Consider the set `S={n in QQ : n>0 and n^2<2}`. `S` is a subset of the rationals. We will prove that this set does not have a rational lub. Since `sqrt(2)` is clearly an upper bound for this set, but `sqrt(2)` is irrational, a rational lub (call it `p`) would have to be near to, but greater or less than `sqrt(2)`. We'll consider each case.

1. `0 < p^2 < 2`. If `0 < p^2 < 2` then `p in S` and so `p` must be the maximum of `S`. Then, by definition there is no element of `S` greater than `p`. But consider `q = p + (2-p^2)/(p+2) = (2p+2)/(p+2)`. If it can be proven that `q > p` and `q^2 < 2`, then `q in S`, and that would contradict `p` being the lub of `S`. Since `p^2 < 2`, then `2-p^2 > 0`, and since `p > 0`, then `p+2 > 0`. Therefore, `(2-p^2)/(p+2)` is positive, and so `q > p`. It only remains to show that `q^2 < 2`. `q^2-2 = ((2p+2)^2)/((p+2)^2) - 2 = (4p^2+8p+4)/((p+2)^2) - 2 = (4p^2+8p+4-(2p^2+8p+8))/((p+2)^2) = (2p^2-4)/((p+2)^2) = (2(p^2-2))/((p+2)^2)`. Since `p^2 < 2`, `p^2-2 < 0`, so the numerator is negative.
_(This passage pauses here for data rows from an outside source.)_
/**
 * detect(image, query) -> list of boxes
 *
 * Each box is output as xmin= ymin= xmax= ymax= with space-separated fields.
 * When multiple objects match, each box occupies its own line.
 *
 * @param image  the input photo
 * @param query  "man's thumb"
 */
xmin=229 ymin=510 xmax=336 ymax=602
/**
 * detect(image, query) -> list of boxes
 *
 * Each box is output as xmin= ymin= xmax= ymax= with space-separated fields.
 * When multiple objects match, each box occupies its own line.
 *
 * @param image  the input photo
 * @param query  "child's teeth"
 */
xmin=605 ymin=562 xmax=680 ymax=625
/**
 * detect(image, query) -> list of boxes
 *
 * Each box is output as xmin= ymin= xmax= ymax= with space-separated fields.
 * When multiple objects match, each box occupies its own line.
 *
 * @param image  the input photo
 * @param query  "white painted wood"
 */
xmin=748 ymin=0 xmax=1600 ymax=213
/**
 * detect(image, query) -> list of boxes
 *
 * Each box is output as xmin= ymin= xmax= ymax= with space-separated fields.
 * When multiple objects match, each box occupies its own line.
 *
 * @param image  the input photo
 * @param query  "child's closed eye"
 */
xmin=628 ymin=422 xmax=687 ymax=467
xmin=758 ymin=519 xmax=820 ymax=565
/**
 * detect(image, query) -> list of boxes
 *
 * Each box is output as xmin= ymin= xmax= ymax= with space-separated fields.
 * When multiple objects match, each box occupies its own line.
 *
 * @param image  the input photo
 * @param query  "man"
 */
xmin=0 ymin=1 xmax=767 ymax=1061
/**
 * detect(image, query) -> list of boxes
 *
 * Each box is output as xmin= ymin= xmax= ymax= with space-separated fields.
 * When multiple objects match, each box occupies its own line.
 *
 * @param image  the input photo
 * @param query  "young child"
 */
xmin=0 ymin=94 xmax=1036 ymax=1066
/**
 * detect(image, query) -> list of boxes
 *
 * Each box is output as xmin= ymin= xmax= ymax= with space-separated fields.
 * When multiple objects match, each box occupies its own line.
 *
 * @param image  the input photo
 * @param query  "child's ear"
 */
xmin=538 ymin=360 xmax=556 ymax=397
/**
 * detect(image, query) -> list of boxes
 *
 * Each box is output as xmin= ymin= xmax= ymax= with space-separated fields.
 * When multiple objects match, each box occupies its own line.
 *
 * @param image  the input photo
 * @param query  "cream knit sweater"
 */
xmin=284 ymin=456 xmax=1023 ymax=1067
And since `p > 0`, the denominator is positive. Thus, `q^2-2 < 0`, so `q^2 < 2`. So `S` does not have a maximum, and if it has a rational lub, it cannot be less than `sqrt(2)`.
2. `p^2 > 2`. If `p^2 > 2` and `p` is the lub of `S`, then there can exist no rational number `q` such that `sqrt(2) < q < p`. But consider the same formula as above, `q = p + (2-p^2)/(p+2) = (2p+2)/(p+2)`. If it can be proven that `q < p` and `q^2 > 2`, then that would contradict `p` being the lub of `S`. Since `p^2 > 2`, then `2-p^2 < 0`, and since `p > 0`, then `p+2 > 0`. Therefore, `(2-p^2)/(p+2)` is negative, so `q < p`. It only remains to show that `q^2 > 2`. `q^2-2 = (2(p^2-2))/((p+2)^2)`, and since `p^2 > 2`, then the numerator is positive, and since `p > 0`, the denominator is positive. Therefore, `q^2-2 > 0`, so `q^2 > 2`. So `S` cannot have a rational lub greater than `sqrt(2)`.

Since `S` cannot have a rational lub that is less than, equal to, or greater than `sqrt(2)`, `S` cannot have a rational lub. Therefore, `QQ` does not have the completeness property.